(Extracto)
El ejercicio de un ministerio siempre debería ser acompañado por un profundo y personal deseo de una más rica y constante comunión con la Persona de Cristo, por medio del Espíritu Santo.
Lo que no fuera el resultado de un amor personal hacia Cristo y de la comunión con él, no tendría ningún valor. Podemos conocer las Escrituras, ser capaces de predicar con erudición —erudición que personas no ejercitadas pueden confundir con poder—, pero, si nuestros corazones no han bebido de las aguas que surgen de Cristo, si no son animados y fortificados por la experimentación de su amor, todo ello pasará como un relámpago o se disipará como el humo.

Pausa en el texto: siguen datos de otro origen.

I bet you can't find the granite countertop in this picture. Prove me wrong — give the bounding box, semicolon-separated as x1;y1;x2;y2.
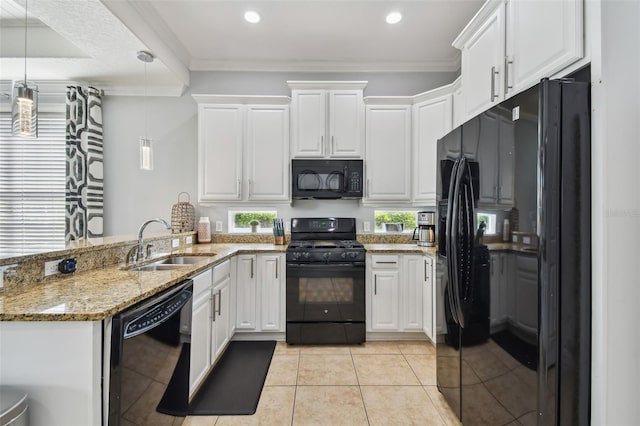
0;243;286;322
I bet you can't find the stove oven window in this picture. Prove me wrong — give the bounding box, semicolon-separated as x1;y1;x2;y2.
298;278;354;304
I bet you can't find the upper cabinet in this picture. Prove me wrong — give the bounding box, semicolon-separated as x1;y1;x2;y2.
193;95;290;203
453;0;584;120
364;99;412;203
412;87;453;206
289;81;366;159
505;0;583;96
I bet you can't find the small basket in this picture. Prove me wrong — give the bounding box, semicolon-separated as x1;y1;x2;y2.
171;192;195;233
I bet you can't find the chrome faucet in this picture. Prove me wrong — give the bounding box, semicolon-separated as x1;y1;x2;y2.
129;218;171;263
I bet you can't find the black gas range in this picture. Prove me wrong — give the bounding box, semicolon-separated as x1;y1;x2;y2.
285;218;366;345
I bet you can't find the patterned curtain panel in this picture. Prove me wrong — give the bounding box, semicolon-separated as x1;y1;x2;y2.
65;86;104;240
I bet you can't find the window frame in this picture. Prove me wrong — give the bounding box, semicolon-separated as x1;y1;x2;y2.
227;210;278;234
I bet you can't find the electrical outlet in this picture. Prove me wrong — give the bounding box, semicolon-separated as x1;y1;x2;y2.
171;238;179;248
185;236;193;245
215;221;223;232
363;221;371;232
44;259;63;277
512;106;520;121
285;221;291;232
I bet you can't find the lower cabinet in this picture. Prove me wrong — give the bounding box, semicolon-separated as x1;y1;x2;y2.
189;260;234;396
236;253;285;333
367;253;434;338
514;254;538;335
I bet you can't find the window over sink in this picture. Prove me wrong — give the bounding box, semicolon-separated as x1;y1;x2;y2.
373;210;417;234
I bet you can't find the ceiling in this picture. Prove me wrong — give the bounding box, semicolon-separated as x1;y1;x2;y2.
0;0;484;96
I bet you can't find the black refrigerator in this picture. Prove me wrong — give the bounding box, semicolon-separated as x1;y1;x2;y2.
435;78;591;425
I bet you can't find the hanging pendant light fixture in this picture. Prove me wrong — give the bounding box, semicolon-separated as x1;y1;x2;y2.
11;0;38;138
137;50;154;171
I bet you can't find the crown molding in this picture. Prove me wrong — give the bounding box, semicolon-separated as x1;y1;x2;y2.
287;81;368;90
452;0;505;49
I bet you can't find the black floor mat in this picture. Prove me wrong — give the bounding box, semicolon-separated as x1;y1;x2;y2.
491;330;538;371
189;340;276;415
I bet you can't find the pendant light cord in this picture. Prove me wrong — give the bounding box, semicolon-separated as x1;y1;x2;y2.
24;0;28;84
144;60;148;140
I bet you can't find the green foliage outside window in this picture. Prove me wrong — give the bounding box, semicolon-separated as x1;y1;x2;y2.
374;211;417;232
233;212;277;228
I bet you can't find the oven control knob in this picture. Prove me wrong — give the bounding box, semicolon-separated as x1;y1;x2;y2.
303;252;310;258
349;252;357;258
322;252;330;260
341;252;347;259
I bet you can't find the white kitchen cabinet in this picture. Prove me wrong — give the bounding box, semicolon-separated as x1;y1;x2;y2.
455;1;506;119
246;105;290;201
193;95;290;203
515;254;538;335
235;254;257;330
258;254;285;331
236;253;285;333
422;256;434;340
364;102;412;202
189;268;213;395
412;89;453;205
370;270;400;330
401;255;425;331
505;0;583;97
211;260;231;360
289;81;366;158
489;252;512;331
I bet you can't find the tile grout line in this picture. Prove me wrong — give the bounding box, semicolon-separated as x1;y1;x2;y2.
290;350;300;426
350;346;371;425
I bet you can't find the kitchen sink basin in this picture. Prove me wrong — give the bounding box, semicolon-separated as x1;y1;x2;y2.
158;256;215;265
126;255;215;271
128;263;190;272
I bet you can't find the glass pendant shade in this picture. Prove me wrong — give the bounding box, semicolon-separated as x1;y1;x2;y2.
139;137;154;171
11;81;38;138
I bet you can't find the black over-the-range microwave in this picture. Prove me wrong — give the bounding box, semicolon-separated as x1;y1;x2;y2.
291;159;363;199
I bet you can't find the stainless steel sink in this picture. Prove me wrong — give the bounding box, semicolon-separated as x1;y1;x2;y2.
158;256;214;265
128;263;190;272
125;255;215;271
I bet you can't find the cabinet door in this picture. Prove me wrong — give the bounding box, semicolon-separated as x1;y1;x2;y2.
212;276;230;360
505;0;583;97
190;291;212;396
198;105;243;202
401;255;424;331
291;90;326;158
497;115;515;206
413;95;452;205
258;254;284;331
370;270;400;330
329;90;364;158
461;3;505;118
235;255;257;330
246;105;290;201
423;257;434;340
515;255;538;335
365;105;412;201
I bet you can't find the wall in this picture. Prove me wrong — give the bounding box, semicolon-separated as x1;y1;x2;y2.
590;0;640;424
103;71;456;235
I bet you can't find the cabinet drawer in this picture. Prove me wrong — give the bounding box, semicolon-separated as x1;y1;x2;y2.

Yo he aprendido de manera progresiva a no encontrar satisfacción ni en mí ni en los demás. La conformidad con Cristo, una comunión profunda, constante, real y divina con el Señor es el único deseo de mi corazón. Desprecio los caprichos de los hombres; temo sus simples opiniones; me aparto de sus controversias; considero todos sus partidos, sus sistemas como indignidades, pero deseo conocer siempre más la preciosa persona de Cristo, su obra y su gloria. He aquí lo que es vivir para él: trabajar, dar testimonio, predicar, orar, en fin, hacerlo todo para Cristo, y hacerlo por la obra de su gracia en mi corazón.